For memory, there are only a few types that are in general use, so let's go over them quickly:
- DDR3: Largest capacity per chip, low bandwidth, medium latency. Main system memory on PC and Wii U, rumored to be used in the next Xbox.
- GDDR5: Lower capacity per chip, higher bandwidth, higher per-clock latency (partially offset by higher clock). Used in all high-end GPUs on PC as well as in PS4.
- eDRAM: Very low capacity due to being embedded on-chip, low latency and potentially high bandwidth (with a wide bus). Used for the 360 GPU framebuffer and on Wii U.
- eSRAM: Even lower latency and capacity, used to implement caches.
Let's finish this section up by once more looking at a couple of use cases and how they impact memory:
- Increasing the framerate. Going e.g. from 30 to 60 FPS will not require any additional memory capacity, but significantly higher bandwidth for the GPU and potentially also lower latency.
- Increasing level size. This will mostly impact capacity, since you need to keep a larger set of assets in memory. However, since the set of assets used in each individual frame is not likely to increase much in size, bandwidth requirements are mostly unaffected (and so is latency).
Other hardware
Consoles used to include lots of special fixed function hardware to perform a variety of tasks. While the tendency in general in hardware has been towards programmability and more general purpose computation, a few components that get mentioned often should be discussed:
- Audio DSPs: Digital Signal Processors are very efficient at the kind of processing required for e.g. audio. This is particularly important when your main CPU is comparatively weak at these tasks.

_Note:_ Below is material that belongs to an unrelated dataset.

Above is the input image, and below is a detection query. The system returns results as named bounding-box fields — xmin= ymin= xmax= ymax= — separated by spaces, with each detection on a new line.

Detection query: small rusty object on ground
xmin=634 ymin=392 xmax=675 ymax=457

Wii U, PS4 and the next Xbox are all rumoured to feature some dedicated audio hardware, while on PCs audio processing is mostly done entirely on the CPU.
- Video Encoding Hardware: Video encoding is a very performance intensive task, and one which can be accelerated significantly by dedicated hardware. Wii U uses dedicated video compression hardware for streaming to the gamepad, and PS4 also includes such hardware for its streaming and recording features. Nvidia plans to use hardware in the 600-series GPUs to enable streaming to Shield.
General Terms
Here I planned to list a few more terms that are used for different components, and often crop up in discussions, but there's really only one I can think of that isn't covered yet:
- GFLOPs: Giga Floating Point Operations Per Second. In console discussions, this is usually referring to the maximum number of single-precision floating point operations theoretically possible on some hardware per second. With the information about CPUs and GPUs outlined above, we can imagine that this number is a function of (core count) * (ILP) * (SIMD width) * (clock frequency).
An 8-core Jaguar CPU at 1.6 GHz performs ~100 GFLOPs, Cell in PS3 around 200, the Xenos GPU in Xbox 360 managed 240 and the GPU in PS4 does 1800. AMDs current high-end graphics chip does 4300 and Titan does 4500.
Congratulations if you read all of the above, it should now be clear to you why e.g. doubling the memory capacity of PS4 will not automatically increase the framerates of games running on it, or why the Wii U CPU at a much lower clock rate can still keep up with the Xbox 360 CPU in some tasks -- and why others are problematic for it.
I geeked out a bit too much when I started writing this, especially on the CPU part. In the interest of only focusing on stuff useful to gamers, keeping this readable in some fashion at least and keeping the time for writing it below 4 hours I got somewhat more focused/shallow in the other parts.